Besuch beim portugiesischen Straßenmagazin CAIS
Am 26. April, einen Tag nach dem Feiertag, der heuer ein besonderer ist – er erinnert an den Sturz der Salazar-Diktatur mit der Nelkenrevolution in Portugal vor 50 Jahren –, ist in der Upcycling-Werkstatt des Straßenmagazins CAIS (zu Deutsch Kai) in Porto reger Betrieb. Nicht zuletzt ist das dem «Übertourismus» in der Stadt geschuldet. In einem gentrifizierten Stadtteil gelegen, steht in der CAIS-Zentrale die Tür weit offen. «Aus Prinzip», wie Koordinator Alexandre Teixeira sagt. «Unser Haus steht allen offen.» Doch nicht allen steht hier alles zu.
Im Foyer werden verirrte Tourist:innen auf Englisch begrüßt. Geduldig wird erklärt, warum Porto auch an dieser Adresse einen «Kai» hat. Und höflich-bestimmt wird darum gebeten, sich nur im vorderen Bereich aufzuhalten, während liebend gern etwas im Shop eingekauft werden kann: Bleistifte, ummantelt aus übrig gebliebenem Magazinpapier, Notizhefte oder Taschen aus alten Werbeplanen der U-Bahngesellschaft. Im hinteren Bereich die Upcycling-Werkstatt, wo für die Produktion der Verkaufsprodukte möglichst viel Ruhe erwünscht ist.
Überall sind rote Nelken drapiert, passend zum Stadtbild dieser Tage: gesprayt an Hauswände, aus den Brusttaschen von Hemden stehend, hinter dem Ohr (dem linken natürlich) oder einfach ganz bewusst in den Händen derer, die damit verraten, dass sie auf dem Weg in eine der vielen Jubiläumsveranstaltungen sind.
CAIS erscheint monatlich seit 1994, anfangs nur in Lissabon, seit fünf Jahren auch in Porto, wo mit einer Upcycling-Werkstatt arbeitslose Menschen beim Wiedereinstieg in eine geregelte Arbeit unterstützt werden.
«Die Redaktion der CAIS ist in Lissabon. Neben der Magazinausgabe an die Verkäufer:innen und Unterstützung in allen ihren Lebensbereichen ist unser Hauptmetier in Porto die Upcycling-Werkstatt, über die wir viele Kooperationen angehen und dadurch die Mitarbeiter:innen honorieren können», erklärt Teixeira. Zum Beispiel eine Kooperation mit einem 5-Sterne-Hotel: Deren Einweg-Gästebadelatschen aus Kunststoff werden kleingeschnitten und in Sitzsäcke für den Verkauf an Möbelgeschäfte gefüllt.
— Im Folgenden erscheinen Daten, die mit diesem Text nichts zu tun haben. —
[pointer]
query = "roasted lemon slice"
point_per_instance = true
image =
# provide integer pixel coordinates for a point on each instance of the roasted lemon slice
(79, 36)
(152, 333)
Das CAIS-Team besteht aus 18 angestellten Mitarbeiter:innen, vier davon in Porto. Neben Teixeira sind hier noch zwei Sozialarbeiterinnen und eine Werkstatt-Leiterin angestellt. Ein kleines Team mit großen Zahlen: 2023 wurden über 11.000 Upcycling-Stücke produziert und verkauft, dabei 50 Menschen wieder in die Arbeitswelt eingegliedert. Der Magazinverkauf auf der Straße – in beiden Städten von 300 Menschen getätigt (70 davon in Porto) – ist in der zweitgrößten Stadt Portugals nur ein kleiner Teil des Projektes. CAIS ist auch Teil eines viel größeren Netzwerks, zu dem auch der Augustin gehört, nämlich des internationalen Netzwerks der Straßenzeitungen (INSP), das 100 Projekte weltweit vereint und heuer 30-jähriges Bestehen feiert. Eine Ausstellung in der Schweiz erinnert daran: Wie Straßenzeitungen Leben verändern ist bis 3. August in Bern zu sehen.